Mit freundlichen Grüßen
Daniel Zwick
Sehr geehrter Herr Zwick,
haben Sie vielen Dank für Ihre E-Mail vom 3. Oktober 2016, in der Sie sich kritisch zu den geplanten neuen Sicherheitsrichtlinien für Traditionsschiffe äußern. Ihre Ausführungen habe ich mit großem Interesse gelesen. Gerne werde ich Ihnen die Position der CDU/CSU-Bundestagsfraktion zu den Plänen des Bundesministeriums für Verkehr und digitale Infrastruktur (BMVI) darlegen.
Zunächst möchte ich Ihnen versichern, dass ich Ihre Sorge um den zukünftigen Betrieb historischer Schiffe sehr gut nachvollziehen kann. Als segelbegeisterter Kieler Bundestagsabgeordneter ist mir der Anblick historischer Schiffe z.B. bei der Kieler Woche oder zu anderen Gelegenheiten stets eine große Freude.
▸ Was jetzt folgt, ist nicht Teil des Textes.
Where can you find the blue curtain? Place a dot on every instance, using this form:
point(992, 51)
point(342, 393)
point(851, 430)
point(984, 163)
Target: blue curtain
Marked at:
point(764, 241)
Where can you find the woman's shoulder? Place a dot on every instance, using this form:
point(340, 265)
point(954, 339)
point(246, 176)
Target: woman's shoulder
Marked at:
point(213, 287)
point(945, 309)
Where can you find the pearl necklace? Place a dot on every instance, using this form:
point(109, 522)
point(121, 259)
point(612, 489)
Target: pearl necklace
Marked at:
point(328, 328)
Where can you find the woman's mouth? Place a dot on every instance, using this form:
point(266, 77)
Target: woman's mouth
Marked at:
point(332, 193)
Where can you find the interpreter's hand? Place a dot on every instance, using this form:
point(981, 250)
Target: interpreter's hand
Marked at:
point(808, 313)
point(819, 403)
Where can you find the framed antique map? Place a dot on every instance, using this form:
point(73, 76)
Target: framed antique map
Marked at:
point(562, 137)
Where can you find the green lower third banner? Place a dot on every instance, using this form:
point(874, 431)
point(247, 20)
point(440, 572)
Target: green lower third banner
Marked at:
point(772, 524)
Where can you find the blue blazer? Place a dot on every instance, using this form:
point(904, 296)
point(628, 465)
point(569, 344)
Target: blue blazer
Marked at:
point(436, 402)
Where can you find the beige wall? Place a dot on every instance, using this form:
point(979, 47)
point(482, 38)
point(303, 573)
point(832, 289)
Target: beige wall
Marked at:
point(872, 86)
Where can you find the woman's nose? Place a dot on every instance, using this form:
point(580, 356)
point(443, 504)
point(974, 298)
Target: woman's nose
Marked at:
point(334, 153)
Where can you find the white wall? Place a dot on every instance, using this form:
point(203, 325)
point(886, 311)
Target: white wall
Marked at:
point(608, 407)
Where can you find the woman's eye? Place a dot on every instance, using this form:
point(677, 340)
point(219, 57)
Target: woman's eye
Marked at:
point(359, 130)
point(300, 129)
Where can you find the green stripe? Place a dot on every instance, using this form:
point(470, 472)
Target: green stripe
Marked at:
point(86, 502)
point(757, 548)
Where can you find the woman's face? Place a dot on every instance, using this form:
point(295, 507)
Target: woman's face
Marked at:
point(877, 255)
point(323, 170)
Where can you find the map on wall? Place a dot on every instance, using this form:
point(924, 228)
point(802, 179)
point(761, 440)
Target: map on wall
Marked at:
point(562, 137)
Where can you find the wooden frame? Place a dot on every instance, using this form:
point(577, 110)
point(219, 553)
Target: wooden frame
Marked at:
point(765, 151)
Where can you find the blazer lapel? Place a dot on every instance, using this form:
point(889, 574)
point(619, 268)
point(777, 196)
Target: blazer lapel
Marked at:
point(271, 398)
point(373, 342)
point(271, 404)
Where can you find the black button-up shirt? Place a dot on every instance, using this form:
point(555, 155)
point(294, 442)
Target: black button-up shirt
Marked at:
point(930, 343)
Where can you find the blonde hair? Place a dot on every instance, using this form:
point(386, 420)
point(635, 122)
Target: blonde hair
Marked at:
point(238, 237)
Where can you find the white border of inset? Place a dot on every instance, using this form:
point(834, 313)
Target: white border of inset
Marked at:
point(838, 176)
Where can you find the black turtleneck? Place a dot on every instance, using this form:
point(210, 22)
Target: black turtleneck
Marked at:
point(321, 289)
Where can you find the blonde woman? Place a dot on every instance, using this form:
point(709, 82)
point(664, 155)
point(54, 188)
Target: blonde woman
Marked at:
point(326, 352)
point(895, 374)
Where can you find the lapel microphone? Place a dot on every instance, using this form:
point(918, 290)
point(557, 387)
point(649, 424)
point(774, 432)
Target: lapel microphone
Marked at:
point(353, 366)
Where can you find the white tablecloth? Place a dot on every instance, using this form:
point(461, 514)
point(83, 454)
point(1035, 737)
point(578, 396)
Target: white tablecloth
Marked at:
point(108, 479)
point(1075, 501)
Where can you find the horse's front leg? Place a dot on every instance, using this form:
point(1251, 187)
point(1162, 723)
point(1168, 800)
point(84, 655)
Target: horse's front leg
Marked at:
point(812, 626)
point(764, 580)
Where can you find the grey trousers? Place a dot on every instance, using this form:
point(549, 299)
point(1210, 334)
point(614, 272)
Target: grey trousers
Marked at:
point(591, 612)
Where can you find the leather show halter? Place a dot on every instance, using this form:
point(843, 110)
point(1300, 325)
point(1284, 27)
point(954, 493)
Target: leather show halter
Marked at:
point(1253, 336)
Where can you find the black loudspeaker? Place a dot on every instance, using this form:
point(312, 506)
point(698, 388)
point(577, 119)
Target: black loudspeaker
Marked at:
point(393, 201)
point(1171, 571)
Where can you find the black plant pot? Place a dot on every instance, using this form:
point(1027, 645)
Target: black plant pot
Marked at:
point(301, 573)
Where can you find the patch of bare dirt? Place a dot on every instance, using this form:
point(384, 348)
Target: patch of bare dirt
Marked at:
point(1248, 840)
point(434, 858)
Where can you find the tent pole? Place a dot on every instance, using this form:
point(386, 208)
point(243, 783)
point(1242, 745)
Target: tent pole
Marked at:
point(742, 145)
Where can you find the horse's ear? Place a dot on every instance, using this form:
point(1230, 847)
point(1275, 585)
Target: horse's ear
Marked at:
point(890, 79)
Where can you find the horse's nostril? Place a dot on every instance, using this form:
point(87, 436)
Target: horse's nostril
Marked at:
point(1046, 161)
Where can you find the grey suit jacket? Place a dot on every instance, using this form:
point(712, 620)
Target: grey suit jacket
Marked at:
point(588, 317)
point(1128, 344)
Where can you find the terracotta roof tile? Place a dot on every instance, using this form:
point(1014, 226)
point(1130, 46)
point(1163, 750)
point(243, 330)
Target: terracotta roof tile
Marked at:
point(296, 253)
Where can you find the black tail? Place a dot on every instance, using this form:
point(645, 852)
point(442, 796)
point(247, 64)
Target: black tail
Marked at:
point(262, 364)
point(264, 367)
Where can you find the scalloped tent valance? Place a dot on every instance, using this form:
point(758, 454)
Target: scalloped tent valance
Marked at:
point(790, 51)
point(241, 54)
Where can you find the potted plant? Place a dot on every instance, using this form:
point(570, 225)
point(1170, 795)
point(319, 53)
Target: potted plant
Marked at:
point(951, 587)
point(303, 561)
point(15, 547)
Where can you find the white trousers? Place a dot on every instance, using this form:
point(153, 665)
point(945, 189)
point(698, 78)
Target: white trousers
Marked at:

Daher unterstütze ich gerne jede Möglichkeit, diese Traditionen weiter zu erhalten – nicht nur im Sinne der zahlreichen Ehrenamtler, die sich für den Erhalt engagieren, sondern auch um den nachkommenden Generationen die Möglichkeit zu geben, sich mit den faszinierenden Zeugnissen unserer Vergangenheit nicht nur im Museum beschäftigen zu können.
Die von Ihnen angesprochene Neuregelung im Bereich der historischen Schiffe wird von Seiten des Bundesministeriums für Verkehr und digitale Infrastruktur (BMVI) als nötig erachtet, da es in den vergangenen Jahren vermehrt Zwischenfälle gegeben hat. Bei der anstehenden Überarbeitung der Sicherheitsbestimmungen gilt es, den weiteren vielseitigen Einsatz von Traditionsschiffen mit einer zeitgemäßen Ausgestaltung der Sicherheitsvorschriften an Bord in Einklang zu bringen.
Zudem gab es in der Vergangenheit bei der Zulassung dieser Traditionsschiffe immer wieder Probleme mit der Auslegung der Tatbestandsmerkmale „Historizität“ und „ideeller Zweckbetrieb“. Auch vor dem Hintergrund einer fehlenden Einigung zwischen den Betreibern der Traditionsschiffe und der Verwaltung auf eine gemeinsame Definition der genannten Bestandsmerkmale, hat das BMVI nunmehr die Sicherheitsvorschriften für Traditionsschiffe überarbeitet. Der Entwurf greift dabei hinsichtlich der Sicherheitsanforderungen Empfehlungen der „Bundesstelle für Seeunfalluntersuchung“ aus ihren Unfallberichten auf. In Bezug auf die „Historizität“ enthält er gelockerte Eingangsvoraussetzungen und dient so dem Erhalt der Traditionsschifffahrt.
Kurz zusammengefasst geht das BMVI von den folgenden Vorteilen des Verordnungsentwurfs gegenüber der geltenden Sicherheitsrichtlinie aus:
• Bestandsschutz der bestehenden Flotte hinsichtlich Historizität und Betreiberkonzept.
• Gelockerte Eingangsvoraussetzungen für neu hinzukommende Fahrzeuge hinsichtlich der Historizität.
• Um- oder Rückbauten können historischen Fahrzeugen gleichgestellt werden.
• Regelungen für Sail-Training-Schiffe, für diese Schiffe gab es bislang gar keine Regelungen.
• Feststellung der Historizität durch Sachverständige oder nach Landesrecht zuständiger Denkmalschutzbehörde.
• „Gewinne“ dürfen erzielt werden, wenn sie in den Erhalt des Schiffes fließen.
• Stabilitätsvorschriften
Damit diese – in meinen Augen – richtige Auseinandersetzung mit dem Thema Sicherheit nicht die von Ihnen befürchteten Folgen einer Ausflaggung oder gar Ausmusterung unserer historischen Schiffe hat, ist für den 21. Oktober 2016 ein sog. Berichterstattergespräch angesetzt worden. Bei diesem Termin werden im Rahmen der Befassung mit dem Verordnungsentwurf des BMVI auch die beim Deutschen Bundestag eingegangenen Stellungnahmen berücksichtigt werden. Davon ausgehend, dass auch der Dachverband der dt. Traditionsschiffe (GSHW e.V.) sich bis zum Ablauf der Frist zur Einreichung von Stellungnahmen am 5. Oktober an das BMVI gewandt hat, werden auch die hier vorgebrachten Forderungen von den mit diesem Thema befassten Verkehrspolitikern Berücksichtigung finden.